Dort ging David kaum zur Schule, da er, wie er im Interview mit „Stern“ berichtete, aufgrund von seiner Größe gehänselt wurde. Auch heute ist David trotz mehrerer medizinischer Eingriffe gerade einmal 1,55 Meter groß.

Pinterest
David Bennent heute

Mit 13 hatte David seine erste große Rolle. Damals stand er für die Verfilmung des Romans „Die Blechtrommel“ vor der Kamera und bewies sein schauspielerisches Talent. David brillierte in der Rolle des Kindes „Oskar Matzerath“, das aus Protest beschließt, sein Wachstum einzustellen. Der Film erhielt damals sogar einen Oscar.

David Bennent fühlt sich wohl auf Theaterbühnen

Der Film „Die Blechtrommel“ markiert den Beginn von David Bennents Karriere. Seitdem war er in Streifen wie „Dog Day – Ein Mann rennt um sein Leben“, „Legende“ und „Der Vampir auf der Couch“ zu sehen.

2018 war er in einigen Folgen der Serie "Dogs of Berlin" zu sehen und 2019 wirkte er in einer Folge "Tatort" und der Serie "Schuld" mit. 2023 sah man ihn in dem Film "Die Theorie von Allem" und 2024 in dem Film "Spuk unterm Riesenrad" sowie in „Der Zürich-Krimi – Borchert und die Stadt in Angst". Doch nicht nur in Film und Fernsehen hat David Erfolg. Vor allem ist er als Theaterschauspieler tätig.

Pinterest
„Die Blechtrommel“-Darsteller David Bennent

Für David Bennent hat in DIESER Stadt alles begonnen

Im Jahr 1984 hatte der deutsche Kult-Kinderstar seinen ersten großen Auftritt auf einer Theaterbühne in Paris. Daraufhin war er eine Zeit lang am Pariser Ensemble und am Berliner Ensemble angestellt und trat auch auf Wiener Bühnen auf.

David war unter anderem in Samuel Becketts „Endspiel“ und George Taboris „Fegefeuer“ zu sehen. Im Jahr 2016 übernahm der Schauspieler bei den Salzburger Festspielen die Rolle des „Mammon“ in Hugo von Hofmannthals „Jedermann“.

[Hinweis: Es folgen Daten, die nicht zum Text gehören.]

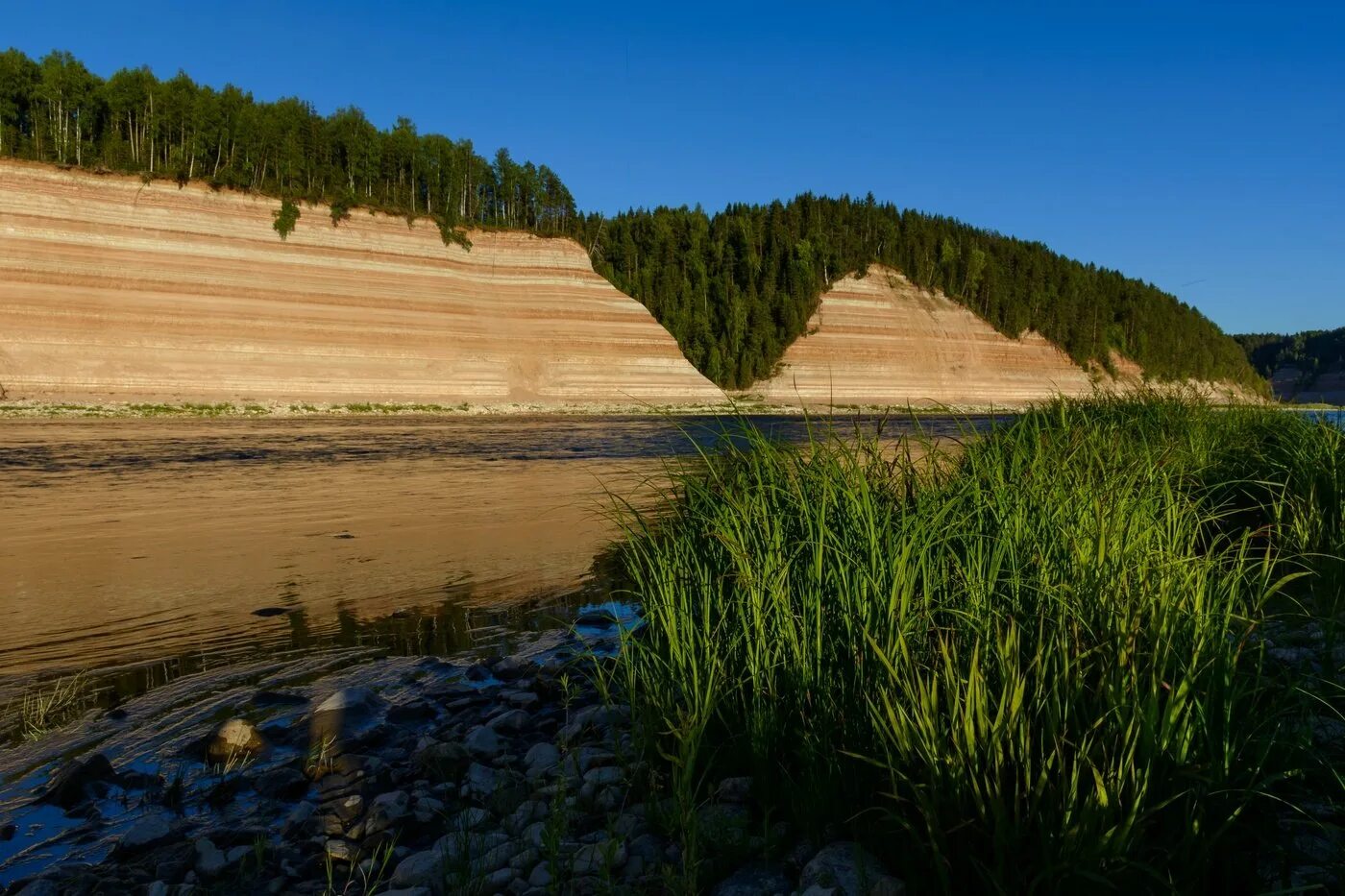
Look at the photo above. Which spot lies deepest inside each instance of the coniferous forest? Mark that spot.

Wie geht es David Bennent heute?

Derzeit ist Bennent weiterhin künstlerisch aktiv, wenn auch weniger im Mainstream sichtbar. Neben gelegentlichen Film- und Fernsehrollen – etwa zuletzt im Film Die Theorie von Allem – arbeitet er regelmäßig in Theater- und Hörspielproduktionen und bleibt damit vor allem in der europäischen Kulturszene präsent.

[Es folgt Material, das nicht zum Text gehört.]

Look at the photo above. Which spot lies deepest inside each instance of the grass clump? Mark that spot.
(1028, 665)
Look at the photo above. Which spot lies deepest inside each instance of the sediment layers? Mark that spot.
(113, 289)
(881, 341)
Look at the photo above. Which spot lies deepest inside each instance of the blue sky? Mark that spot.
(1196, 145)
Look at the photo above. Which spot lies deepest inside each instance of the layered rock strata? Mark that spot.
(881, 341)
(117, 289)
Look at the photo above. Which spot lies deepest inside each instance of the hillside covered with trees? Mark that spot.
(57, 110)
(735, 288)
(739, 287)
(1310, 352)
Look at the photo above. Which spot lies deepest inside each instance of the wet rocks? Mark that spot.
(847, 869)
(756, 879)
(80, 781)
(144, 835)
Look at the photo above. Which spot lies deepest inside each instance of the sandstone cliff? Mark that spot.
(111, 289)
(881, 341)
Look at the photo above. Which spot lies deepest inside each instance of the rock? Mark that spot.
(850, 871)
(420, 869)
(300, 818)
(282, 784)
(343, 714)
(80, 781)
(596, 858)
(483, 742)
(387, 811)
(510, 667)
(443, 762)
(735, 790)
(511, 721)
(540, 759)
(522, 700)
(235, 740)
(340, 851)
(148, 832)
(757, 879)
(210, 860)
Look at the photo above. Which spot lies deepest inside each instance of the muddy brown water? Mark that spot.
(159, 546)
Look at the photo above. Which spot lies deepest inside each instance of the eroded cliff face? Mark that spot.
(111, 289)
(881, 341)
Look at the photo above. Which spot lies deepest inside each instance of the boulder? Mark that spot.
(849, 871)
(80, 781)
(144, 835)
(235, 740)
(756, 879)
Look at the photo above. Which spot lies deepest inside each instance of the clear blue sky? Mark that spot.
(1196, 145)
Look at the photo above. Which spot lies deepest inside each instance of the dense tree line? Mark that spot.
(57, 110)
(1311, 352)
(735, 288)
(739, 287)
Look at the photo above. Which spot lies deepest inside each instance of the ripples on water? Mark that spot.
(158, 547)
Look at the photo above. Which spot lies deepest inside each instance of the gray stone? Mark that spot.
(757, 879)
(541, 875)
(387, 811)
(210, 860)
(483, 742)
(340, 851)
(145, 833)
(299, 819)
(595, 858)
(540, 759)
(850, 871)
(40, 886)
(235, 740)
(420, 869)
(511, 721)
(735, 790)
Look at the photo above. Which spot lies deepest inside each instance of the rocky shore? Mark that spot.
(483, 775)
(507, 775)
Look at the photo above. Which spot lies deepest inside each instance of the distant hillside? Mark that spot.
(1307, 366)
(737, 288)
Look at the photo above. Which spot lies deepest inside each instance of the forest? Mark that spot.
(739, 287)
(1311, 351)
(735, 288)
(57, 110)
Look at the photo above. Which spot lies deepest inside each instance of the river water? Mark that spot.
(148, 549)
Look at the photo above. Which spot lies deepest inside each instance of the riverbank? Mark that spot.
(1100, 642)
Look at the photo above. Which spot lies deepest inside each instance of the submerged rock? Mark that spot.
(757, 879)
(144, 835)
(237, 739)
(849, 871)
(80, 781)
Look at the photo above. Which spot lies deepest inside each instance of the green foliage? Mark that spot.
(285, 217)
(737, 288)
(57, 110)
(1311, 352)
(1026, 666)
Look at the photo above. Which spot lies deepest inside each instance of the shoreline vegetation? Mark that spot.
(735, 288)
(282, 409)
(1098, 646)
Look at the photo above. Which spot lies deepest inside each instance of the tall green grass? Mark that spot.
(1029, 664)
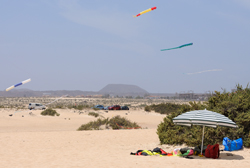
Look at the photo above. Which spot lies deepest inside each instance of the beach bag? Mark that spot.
(231, 145)
(160, 151)
(197, 150)
(212, 151)
(177, 152)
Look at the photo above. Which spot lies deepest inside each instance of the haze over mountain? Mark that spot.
(122, 89)
(112, 89)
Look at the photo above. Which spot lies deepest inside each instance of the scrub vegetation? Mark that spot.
(115, 123)
(50, 112)
(234, 105)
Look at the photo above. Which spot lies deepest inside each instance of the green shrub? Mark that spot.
(235, 106)
(116, 122)
(164, 108)
(93, 114)
(93, 125)
(50, 112)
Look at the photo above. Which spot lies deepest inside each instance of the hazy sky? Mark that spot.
(87, 44)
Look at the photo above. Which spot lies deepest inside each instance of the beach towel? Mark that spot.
(156, 151)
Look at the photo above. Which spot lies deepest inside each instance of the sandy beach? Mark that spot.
(32, 140)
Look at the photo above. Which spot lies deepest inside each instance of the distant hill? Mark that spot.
(111, 89)
(122, 89)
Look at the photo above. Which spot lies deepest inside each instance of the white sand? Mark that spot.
(43, 141)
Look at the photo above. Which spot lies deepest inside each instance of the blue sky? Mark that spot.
(85, 45)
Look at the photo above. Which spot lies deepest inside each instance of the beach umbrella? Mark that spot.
(203, 118)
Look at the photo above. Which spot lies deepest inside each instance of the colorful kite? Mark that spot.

Insgesamt lässt sich sagen, dass Bennent heute weniger durch große Filmrollen auffällt, sondern durch kontinuierliche Arbeit im Theater und in literarisch geprägten Projekten, womit er sich eine eigenständige, langfristige Karriere jenseits seines frühen Welterfolgs aufgebaut hat.